I would then expect to see in bosun under my host cass01 a metric title "cassandra" somewhere but it's nowhere to be seen. Other metrics are there.


Solution

  • Right now Command is a partial match on the process path to the binary, up to the first space delimiter. The Args parameter is a regex to differentiate between multiple instances of the process. So for a java process you would use something like:

    [[Process]]
      Command = "java"
      Name = "Cassandra"
      Args = "CassandraDaemon$"
    

    This would match a command line like:

    /usr/bin/java /usr/bin/CassandraDaemon
    

    This assumes the /proc/<pid>/cmdline for that process ends in CassandraDaemon. If it doesn't end in that string you would need to change the Args to just "CassandraDaemon" which would match any java process that contains that string.

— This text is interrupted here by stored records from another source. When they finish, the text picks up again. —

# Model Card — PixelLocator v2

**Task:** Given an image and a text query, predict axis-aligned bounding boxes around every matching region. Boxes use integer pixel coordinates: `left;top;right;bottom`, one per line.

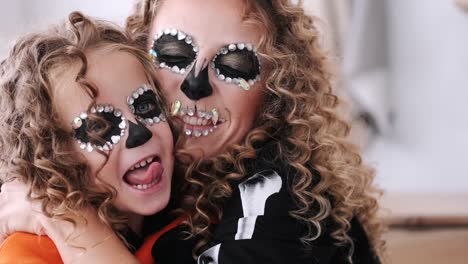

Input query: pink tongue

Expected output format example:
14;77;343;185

125;161;164;185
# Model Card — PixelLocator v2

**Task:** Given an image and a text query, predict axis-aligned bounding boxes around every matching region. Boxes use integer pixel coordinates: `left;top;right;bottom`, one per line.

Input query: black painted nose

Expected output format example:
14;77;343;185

181;66;213;101
125;121;153;149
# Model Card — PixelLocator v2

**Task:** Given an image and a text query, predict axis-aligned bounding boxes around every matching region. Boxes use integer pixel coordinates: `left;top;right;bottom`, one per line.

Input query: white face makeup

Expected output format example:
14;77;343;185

149;0;264;156
54;49;174;217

    Also some processes change the cmdline to something other than a nul delimited string. In those cases the Command argument needs to be used to match as Args is expecting nul delimiters. Example:

    cat /proc/80156/cmdline | hexdump -C
    00000000  2f 75 73 72 2f 62 69 6e  2f 72 65 64 69 73 2d 73  |/usr/bin/redis-s|
    00000010  65 72 76 65 72 20 2a 3a  36 33 37 39 00 00 00 00  |erver *:6379....|
    00000020  00 00 00 00 00 00 00 00  00 00 00 00 00 00 00 00  |................|
    00000030  00                                                |.|
    00000031
    
    #Example for cmdline without NUL (00) delimiters between args
    [[Process]]
      Command = "redis-server *:6379"
      Name = "redis-core"
    

    Once these are in place with the correct matching values you should see metrics show up under linux.proc.* where the the name tag will match the name used in the TOML file.